Retrieving Element Content

Retrieving the content of an element involves traversing the document tree until you find what you are looking for. In this case, we are looking for an element called "keyword" contained within element called "story". The process to find the node we are interested in involves tediously walking the tree. We assume you already have an xmlDocPtr called doc and an xmlNodPtr called cur.

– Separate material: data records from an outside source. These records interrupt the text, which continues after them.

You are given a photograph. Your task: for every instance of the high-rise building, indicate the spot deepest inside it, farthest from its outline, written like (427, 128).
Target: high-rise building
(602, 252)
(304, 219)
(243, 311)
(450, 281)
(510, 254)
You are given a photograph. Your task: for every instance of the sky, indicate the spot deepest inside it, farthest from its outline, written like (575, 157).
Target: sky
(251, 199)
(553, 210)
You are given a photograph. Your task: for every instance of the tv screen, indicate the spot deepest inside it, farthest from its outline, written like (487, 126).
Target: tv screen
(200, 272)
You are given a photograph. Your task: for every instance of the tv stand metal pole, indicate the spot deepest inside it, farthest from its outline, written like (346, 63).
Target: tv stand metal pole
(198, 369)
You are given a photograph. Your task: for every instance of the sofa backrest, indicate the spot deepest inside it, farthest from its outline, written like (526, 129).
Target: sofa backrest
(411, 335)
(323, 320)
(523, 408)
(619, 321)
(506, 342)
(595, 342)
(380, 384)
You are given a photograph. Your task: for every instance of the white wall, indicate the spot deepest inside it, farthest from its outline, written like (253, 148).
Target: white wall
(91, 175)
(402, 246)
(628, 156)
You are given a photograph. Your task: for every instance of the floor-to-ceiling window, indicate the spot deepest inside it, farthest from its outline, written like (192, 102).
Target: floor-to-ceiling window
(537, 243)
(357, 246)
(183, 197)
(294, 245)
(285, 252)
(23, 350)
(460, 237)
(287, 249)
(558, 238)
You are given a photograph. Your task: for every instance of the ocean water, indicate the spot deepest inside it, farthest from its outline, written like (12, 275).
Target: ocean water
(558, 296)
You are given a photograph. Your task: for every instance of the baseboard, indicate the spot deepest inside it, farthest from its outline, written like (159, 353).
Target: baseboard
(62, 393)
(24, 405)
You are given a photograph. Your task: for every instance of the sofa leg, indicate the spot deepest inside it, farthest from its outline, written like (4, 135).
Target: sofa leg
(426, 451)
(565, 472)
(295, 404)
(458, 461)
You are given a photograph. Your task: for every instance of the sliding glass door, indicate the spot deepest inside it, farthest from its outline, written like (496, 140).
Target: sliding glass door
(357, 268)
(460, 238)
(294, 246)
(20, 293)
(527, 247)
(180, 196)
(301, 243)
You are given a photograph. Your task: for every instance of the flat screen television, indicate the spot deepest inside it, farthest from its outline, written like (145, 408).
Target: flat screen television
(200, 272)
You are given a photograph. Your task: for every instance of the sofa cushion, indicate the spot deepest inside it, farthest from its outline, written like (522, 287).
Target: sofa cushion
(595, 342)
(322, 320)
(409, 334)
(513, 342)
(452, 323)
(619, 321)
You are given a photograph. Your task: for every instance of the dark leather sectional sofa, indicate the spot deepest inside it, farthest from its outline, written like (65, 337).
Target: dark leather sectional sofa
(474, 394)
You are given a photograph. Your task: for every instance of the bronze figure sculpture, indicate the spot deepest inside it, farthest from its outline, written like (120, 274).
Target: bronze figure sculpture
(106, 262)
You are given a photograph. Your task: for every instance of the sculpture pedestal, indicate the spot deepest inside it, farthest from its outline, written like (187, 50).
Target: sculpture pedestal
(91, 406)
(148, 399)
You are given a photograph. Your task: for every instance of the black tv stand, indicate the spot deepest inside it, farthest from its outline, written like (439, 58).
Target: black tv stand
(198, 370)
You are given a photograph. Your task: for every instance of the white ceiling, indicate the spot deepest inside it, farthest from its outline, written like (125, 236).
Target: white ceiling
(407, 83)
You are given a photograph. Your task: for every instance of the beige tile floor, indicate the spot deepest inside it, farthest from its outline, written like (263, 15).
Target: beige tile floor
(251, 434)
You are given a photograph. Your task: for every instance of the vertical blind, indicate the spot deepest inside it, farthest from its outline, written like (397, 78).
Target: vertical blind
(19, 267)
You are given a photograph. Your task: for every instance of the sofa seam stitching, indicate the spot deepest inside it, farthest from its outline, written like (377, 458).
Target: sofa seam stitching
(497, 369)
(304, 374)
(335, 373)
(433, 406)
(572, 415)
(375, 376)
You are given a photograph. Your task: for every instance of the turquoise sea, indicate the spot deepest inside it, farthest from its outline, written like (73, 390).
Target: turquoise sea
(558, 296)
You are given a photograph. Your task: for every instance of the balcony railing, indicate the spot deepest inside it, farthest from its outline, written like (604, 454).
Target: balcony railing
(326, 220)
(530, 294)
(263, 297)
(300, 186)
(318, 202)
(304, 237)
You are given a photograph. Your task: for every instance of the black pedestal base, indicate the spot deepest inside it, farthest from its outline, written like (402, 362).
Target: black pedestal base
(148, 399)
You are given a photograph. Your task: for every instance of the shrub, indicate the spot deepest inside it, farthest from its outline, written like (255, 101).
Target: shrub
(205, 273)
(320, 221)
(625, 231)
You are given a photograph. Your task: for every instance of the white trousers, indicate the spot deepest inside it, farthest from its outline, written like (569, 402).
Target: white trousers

	1cur = cur->xmlChildrenNode;
	2while (cur != NULL) {
		if ((!xmlStrcmp(cur->name, (const xmlChar *)"storyinfo"))){
			parseStory (doc, cur);
		}
		 
	cur = cur->next;
	}
      

1

Get the first child node of cur. At this point, cur points at the document root, which is the element "story".

2

This loop iterates through the elements that are children of "story", looking for one called "storyinfo". That is the element that will contain the "keywords" we are looking for. It uses the libxml string comparison function, xmlStrcmp. If there is a match, it calls the function parseStory.

void
parseStory (xmlDocPtr doc, xmlNodePtr cur) {

	xmlChar *key;
	1 cur = cur->xmlChildrenNode;
	2 while (cur != NULL) {
	    if ((!xmlStrcmp(cur->name, (const xmlChar *)"keyword"))) {
	3	    key = xmlNodeListGetString(doc, cur->xmlChildrenNode, 1);
		    printf("keyword: %s\n", key);
		    xmlFree(key);
 	    }
	cur = cur->next;
	}
    return;
}
      

1

Again we get the first child node.

2

Like the loop above, we then iterate through the nodes, looking for one that matches the element we're interested in, in this case "keyword".

3

When we find the "keyword" element, we need to print its contents. Remember that in XML, the text contained within an element is a child node of that element, so we turn to cur->xmlChildrenNode. To retrieve it, we use the function xmlNodeListGetString, which also takes the doc pointer as an argument. In this case, we just print it out.

[Note]Note

Because xmlNodeListGetString allocates memory for the string it returns, you must use xmlFree to free it.